• It Takes Power to Bend the Curve

    With growing health care costs the main fiscal threat, insurance options with no power to tame them should play no role in the future U.S. health care system. Oddly, some Democrats are arguing simultaneously for the inclusion of one such powerless option (a rather weak form of public plan) while pushing for the exclusion of another (a type of plan that currently exists under Medicare).

    With respect to the public option Ezra Klein is right. The way in which a public option could bend the health care cost curve downward is principally through the pricing power a strong version could have with respect to providers, not through its effect on the insurance market. It is being sold as a way to discipline insurers because Americans by-and-large are comfortable vilifying insurance companies. But it is really providers–doctors and hospitals–and the prices they negotiate with insurers that play the greatest role in health care costs.
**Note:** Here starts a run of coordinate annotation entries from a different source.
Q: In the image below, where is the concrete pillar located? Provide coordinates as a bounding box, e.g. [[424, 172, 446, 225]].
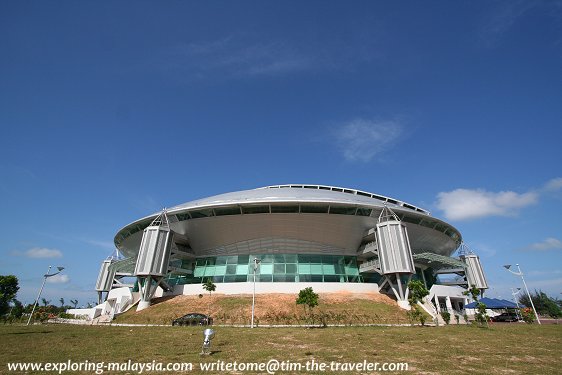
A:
[[445, 296, 453, 313]]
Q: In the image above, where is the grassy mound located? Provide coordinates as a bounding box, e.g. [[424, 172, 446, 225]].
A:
[[115, 293, 409, 325]]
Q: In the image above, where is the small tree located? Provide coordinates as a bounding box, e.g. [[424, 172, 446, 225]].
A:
[[0, 275, 19, 316], [296, 287, 318, 324], [441, 311, 451, 325], [203, 278, 217, 297], [408, 280, 429, 326]]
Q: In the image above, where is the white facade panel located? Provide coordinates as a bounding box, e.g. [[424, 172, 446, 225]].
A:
[[96, 260, 115, 292], [377, 220, 415, 275], [135, 226, 172, 276]]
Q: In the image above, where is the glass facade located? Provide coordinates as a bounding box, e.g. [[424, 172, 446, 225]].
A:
[[168, 254, 363, 285]]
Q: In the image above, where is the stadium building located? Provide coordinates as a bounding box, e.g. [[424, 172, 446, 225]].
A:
[[88, 184, 488, 315]]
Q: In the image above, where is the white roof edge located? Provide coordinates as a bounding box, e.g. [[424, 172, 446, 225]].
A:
[[254, 184, 431, 216]]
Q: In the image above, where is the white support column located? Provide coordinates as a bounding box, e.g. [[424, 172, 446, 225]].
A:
[[445, 296, 453, 313], [420, 268, 428, 289]]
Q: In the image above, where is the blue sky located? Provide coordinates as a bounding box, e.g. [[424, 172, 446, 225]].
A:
[[0, 0, 562, 304]]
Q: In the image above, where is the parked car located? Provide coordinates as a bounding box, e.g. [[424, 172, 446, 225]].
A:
[[172, 313, 213, 326], [490, 312, 519, 322]]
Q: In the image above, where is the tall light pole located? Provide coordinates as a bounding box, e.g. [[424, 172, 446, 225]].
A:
[[504, 264, 541, 324], [27, 266, 64, 325], [511, 288, 521, 320], [250, 258, 260, 328]]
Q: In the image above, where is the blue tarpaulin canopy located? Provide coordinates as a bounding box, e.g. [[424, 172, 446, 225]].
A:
[[465, 298, 517, 309]]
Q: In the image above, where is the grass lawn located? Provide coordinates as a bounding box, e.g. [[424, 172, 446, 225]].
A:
[[0, 323, 562, 374], [115, 293, 412, 325]]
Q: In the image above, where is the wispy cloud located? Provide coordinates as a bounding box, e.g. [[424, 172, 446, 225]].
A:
[[437, 189, 538, 220], [166, 36, 314, 78], [478, 0, 540, 47], [333, 119, 403, 162], [521, 237, 562, 251], [436, 177, 562, 220], [12, 247, 62, 259], [47, 274, 70, 284], [82, 239, 115, 250]]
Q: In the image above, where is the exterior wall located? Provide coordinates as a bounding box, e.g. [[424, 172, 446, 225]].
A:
[[155, 282, 379, 297]]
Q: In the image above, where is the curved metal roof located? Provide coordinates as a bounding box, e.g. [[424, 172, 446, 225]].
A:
[[168, 184, 430, 215], [114, 184, 461, 256]]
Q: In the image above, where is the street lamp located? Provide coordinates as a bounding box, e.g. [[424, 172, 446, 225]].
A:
[[251, 258, 261, 328], [511, 288, 521, 320], [504, 264, 541, 324], [27, 266, 64, 325]]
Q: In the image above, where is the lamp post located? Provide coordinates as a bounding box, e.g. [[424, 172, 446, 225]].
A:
[[251, 258, 260, 328], [504, 264, 541, 324], [27, 266, 64, 325], [511, 288, 521, 320]]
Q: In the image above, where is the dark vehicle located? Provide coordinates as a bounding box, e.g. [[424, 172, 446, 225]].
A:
[[172, 313, 213, 326], [490, 312, 519, 322]]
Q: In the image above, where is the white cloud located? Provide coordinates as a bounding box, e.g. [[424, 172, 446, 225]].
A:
[[544, 177, 562, 191], [47, 274, 70, 284], [171, 36, 310, 78], [523, 237, 562, 251], [479, 0, 538, 47], [334, 119, 403, 162], [430, 189, 538, 220], [13, 247, 62, 259]]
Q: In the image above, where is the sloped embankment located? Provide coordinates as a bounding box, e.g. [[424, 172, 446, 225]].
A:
[[115, 293, 408, 325]]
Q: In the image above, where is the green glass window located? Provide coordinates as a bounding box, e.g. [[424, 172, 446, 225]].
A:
[[215, 257, 226, 266], [310, 264, 322, 275], [193, 267, 205, 277], [204, 267, 215, 276], [357, 208, 372, 216], [273, 263, 285, 273], [259, 264, 273, 275], [299, 263, 310, 275], [271, 204, 299, 214], [301, 204, 328, 214], [176, 212, 191, 221], [215, 206, 240, 216], [190, 209, 213, 219], [330, 206, 357, 215]]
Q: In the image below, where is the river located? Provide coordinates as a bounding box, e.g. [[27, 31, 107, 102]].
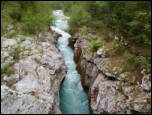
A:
[[51, 10, 90, 114]]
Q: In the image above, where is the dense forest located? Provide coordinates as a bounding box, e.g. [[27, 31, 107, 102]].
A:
[[1, 1, 151, 74], [1, 1, 151, 114]]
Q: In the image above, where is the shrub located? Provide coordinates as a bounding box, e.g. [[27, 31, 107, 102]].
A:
[[1, 63, 15, 75], [91, 40, 101, 51], [124, 51, 136, 63]]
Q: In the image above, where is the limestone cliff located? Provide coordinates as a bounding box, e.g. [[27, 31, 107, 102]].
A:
[[70, 34, 151, 114], [1, 32, 66, 114]]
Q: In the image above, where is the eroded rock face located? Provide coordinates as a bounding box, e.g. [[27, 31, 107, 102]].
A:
[[1, 33, 66, 114], [74, 32, 151, 114]]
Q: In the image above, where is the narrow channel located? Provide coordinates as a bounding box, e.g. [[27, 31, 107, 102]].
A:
[[51, 10, 90, 114]]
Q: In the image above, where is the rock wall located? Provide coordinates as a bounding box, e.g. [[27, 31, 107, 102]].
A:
[[70, 34, 151, 114], [1, 32, 66, 114]]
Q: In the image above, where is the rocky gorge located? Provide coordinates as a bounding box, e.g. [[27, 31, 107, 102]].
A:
[[1, 31, 66, 114], [69, 33, 151, 114]]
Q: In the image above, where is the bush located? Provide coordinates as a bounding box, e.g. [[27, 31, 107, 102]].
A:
[[91, 40, 101, 51], [135, 56, 151, 72], [70, 4, 91, 29], [1, 63, 15, 75]]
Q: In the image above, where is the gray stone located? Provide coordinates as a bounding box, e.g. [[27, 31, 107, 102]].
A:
[[141, 74, 151, 91]]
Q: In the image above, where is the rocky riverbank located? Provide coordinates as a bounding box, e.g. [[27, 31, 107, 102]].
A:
[[1, 32, 66, 114], [69, 33, 151, 114]]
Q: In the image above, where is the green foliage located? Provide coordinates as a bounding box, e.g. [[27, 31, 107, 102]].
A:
[[91, 40, 101, 51], [124, 51, 151, 72], [1, 63, 15, 75], [1, 1, 54, 34], [70, 4, 91, 31], [124, 51, 136, 63]]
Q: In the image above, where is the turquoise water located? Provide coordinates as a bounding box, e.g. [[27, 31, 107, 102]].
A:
[[51, 10, 89, 114]]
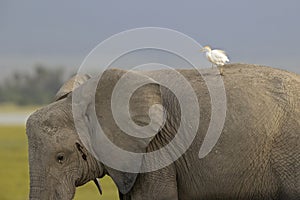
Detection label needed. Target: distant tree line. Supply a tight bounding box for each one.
[0,65,64,105]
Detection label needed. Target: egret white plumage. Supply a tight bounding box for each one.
[200,46,229,67]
    But in its current or likely ultimate form, the public option is so watered down it will be powerless with respect to providers. In that sense it won’t help with costs and therefore isn’t worth fighting for, which leads to Ezra Klein’s other idea for liberal Democrats to consider: the public option’s value in a political trade may be higher than its intrinsic worth. Perhaps it is time for the public option to go.

    If I had mantras throughout this season (these seasons) of health reform one would be, “look to Medicare” and the other, “it’s about market power.” Of course Medicare has loads of power in its hugely popular traditional fee for service (FFS) option. With that power a lot can and likely will be done to bend the curve through FFS payment reforms. But what of the other arm of Medicare, known as Medicare Advantage (MA)? In what way does it or can it use market power to act as a counterbalance to providers? Can it be reformed to actually reduce wasteful health care spending?

    If so, the first step is cutting the government payments to MA plans back to where they belong. Currently MA plans are paid about 112% of the cost FFS Medicare would incur to provide coverage. Once upon a time such plans were paid 95% of average FFS costs. At first glance it isn’t obvious why cutting MA payments will help. Here’s how: the greatest source of recent MA cost growth has been due to the surge in popularity of a certain sub-type of MA plan known as private fee for service (PFFS). PFFS may not be well known, but it is the poster child for how an insurance market with little power over providers wastes a lot of money. My published research shows that cuts in payments will decimate the PFFS plan type.

    PFFS plans came into existence and were given favorable treatment at the urging of special interest groups, some of which had the ear of former speaker Dennis Hastert. Over the last five years they’ve grown from near non-existence to about 20% of total MA enrollment. They’re the highest paid MA plan type, sucking down payments nearly 117% of average FFS costs (five percentage points higher than MA plans are paid on average). PFFS plans offer the least generous benefits, and they do absolutely nothing to control costs. They do not manage care and, most importantly, they do not negotiate with providers. In contrast MA HMOs, while also overpaid, are paid less than PFFS plans, and they do manage care and negotiate with providers. PFFS plans are a hemorrhage and should play no role, indeed by their nature cannot play a role, in the future of health care cost control.

    If the Democrats have their way, they will not. The Senate voted twice last week to retain provisions in its health reform bill to cut payments to MA plans that will nearly eliminate the PFFS plan type. If there is to be any chance of bending the cost curve, removing the Medicare option that is powerless to do so makes perfect sense. Meanwhile, continuing to fight for a powerless public option is hard to justify.